I have been working towards a vision God promised me, for years. But it feels like I’ve been going through the same cycle over and over again. And it leaves me feeling hopeless.

In 2007, God told me I would never have another full-time regular job again. The first time he said it, the news tickled my ears. The idea seemed logical because he promised that I would be an actress. So having regular jobs would end at some point. He was right. Ever since I lost my job a few months after he told me, I have never been able to get a full-time position anywhere. I’ve been on interviews and received offers…only to have them rescinded for some inexplicable reason. This would be fine if his promise had been fulfilled. But 17 years later, I’m still waiting on my first, paid acting role.

This is how the cycle started. God told me to do something crazy. I did it. There would be some positive results for a short period of time. But ultimately, I’m still waiting.

God Prolongs the Promise

People often talk about the 10 plagues of Egypt that freed the Children of Israel. I had not really read the story until I decided to do a season focused on Exodus for my podcast. There was one phrase repeated throughout the passage that really bothered me.

But the LORD hardened Pharaoh’s heart, and he would not listen to Moses and Aaron, just as the LORD had said to Moses.

Exodus 9:12

God promised Moses that he would bring the Israelites out of bondage. Then he told Moses and Aaron to do crazy things like touch the water with a staff or throw dust in the air in front of Pharaoh. They obeyed and miraculous plagues pummeled the Egyptians. But none of them mattered because God already made Pharaoh so stubborn that he wouldn’t let the Israelites go. Over and over again, they went through this cycle. When I got to the sixth plague, I wondered if or when the Children of Israel began to lose hope.

I’m Feeling Hopeless

Today, I walked into my apartment and lost it.
I’m in a very familiar place (read it here.) My rent is three months past due. I’m working as hard as I can but just not making enough. I’ve definitely grown to a place where I’m not as anxious about it anymore. But it doesn’t change the fact that I’m tired.
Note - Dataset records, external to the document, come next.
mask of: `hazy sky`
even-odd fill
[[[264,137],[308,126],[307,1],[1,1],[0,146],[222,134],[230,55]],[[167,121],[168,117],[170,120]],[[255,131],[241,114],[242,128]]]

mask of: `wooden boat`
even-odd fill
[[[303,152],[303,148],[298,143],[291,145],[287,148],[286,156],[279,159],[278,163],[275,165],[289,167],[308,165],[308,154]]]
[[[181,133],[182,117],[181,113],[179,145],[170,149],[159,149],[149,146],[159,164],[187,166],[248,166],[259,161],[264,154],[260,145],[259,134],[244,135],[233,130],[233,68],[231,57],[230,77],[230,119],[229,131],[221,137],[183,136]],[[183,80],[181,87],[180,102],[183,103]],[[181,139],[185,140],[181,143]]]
I really expected to return from work to a 3-day notice on the apartment door. It may seem strange but I actually wanted to see it because it would bring some finality to this limbo I feel like I’m in. Financially, God has to step in and make a way out of no way in this situation. But not seeing the notice means another day of waiting…and I’m tired.

So, after a long day of mishaps, losing things and getting lost, I came back to a blank door. Maybe I should have been grateful. But I was mad. I walked into the apartment, snatched everything out of my bag and hurled the items across the room. Most of it was from my vision notebook with business plans and ideas. I threw it so hard that the rings opened and paper flew out of the binder.

Waiting is hard. Feeling hopeless is natural. Anger is human. All of this is true but truer still is God’s love.
He knows what he’s doing. God also knows me. So he’ll put up with my tantrum. And I will continue to pray, trust and believe.
I pray the following verse regularly.

May the God of hope fill you with all joy and peace as you trust in him, so that you may overflow with hope by the power of the Holy Spirit.